CAMILO - Ó caro príncipe! Desejara que o espírito tivésseis mais acessível a um conselho honesto ou
mais forte na própria adversidade.
FLORIZEL - Ouve, Perdita. (A Camilo.) Logo vos atendo.
CAMILO - Mostra-se inabalável; é certeza partir. Feliz eu fora se pudesse utilizar sua saída, para servir
aos meus intentos, preservá-lo dos perigos da ausência, demonstrar-lhe todo o respeito e amor, sendo
esse o preço de voltar a rever minha Sicília, bem como aquele infeliz rei, meu amo, como tanto desejo!
FLORIZEL - Bom Camilo, tanto agora me apremam coisas graves, que vou deixar de lado a cerimónia.

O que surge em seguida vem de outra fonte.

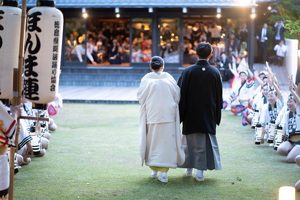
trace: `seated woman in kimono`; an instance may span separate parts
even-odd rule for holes
[[[169,168],[182,165],[185,155],[181,143],[178,104],[180,88],[167,72],[164,61],[154,56],[150,61],[152,72],[142,79],[137,98],[140,109],[139,146],[142,166],[153,171],[151,177],[167,183]]]
[[[288,140],[278,146],[277,152],[280,155],[287,156],[288,163],[295,163],[296,157],[300,155],[300,110],[298,107],[300,98],[293,90],[291,79],[290,81],[289,86],[291,94],[288,97],[286,104],[290,110],[285,113],[280,123],[283,125],[283,135],[285,134]]]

CAMILO - Quero supor, senhor, que já tivestes conhecimento de como eu dedico todo o meu pobre
préstimo ao serviço, tão-só, de vosso pai.
FLORIZEL - Sim, com nobreza sempre o servistes. A meu pai é música elogiar vossos feitos, não lhe
dando pouca preocupação o pensamento de premiá-los à altura.
CAMILO - Bem, meu príncipe; se estais certo do amor que ao rei eu voto, e, por seu intermédio, a quem
mais perto dele se encontra - vossa própria Alteza graciosa - consenti que eu vos dirija, caso vosso
projeto bem pensado possa ser alterado. Por minha honra, um lugar vos indico em que acolhida Vossa
Alteza achará em tudo digna, onde vos lograreis de vossa amada, de quem, agora o vejo, nada pode vos
separar, senão tão-só - que os fados não o permitam! - vossa própria ruína, e onde a desposareis. Em
vossa ausência tudo farei para acalmar a cólera do descontente pai e por deixá-lo disposto como dantes.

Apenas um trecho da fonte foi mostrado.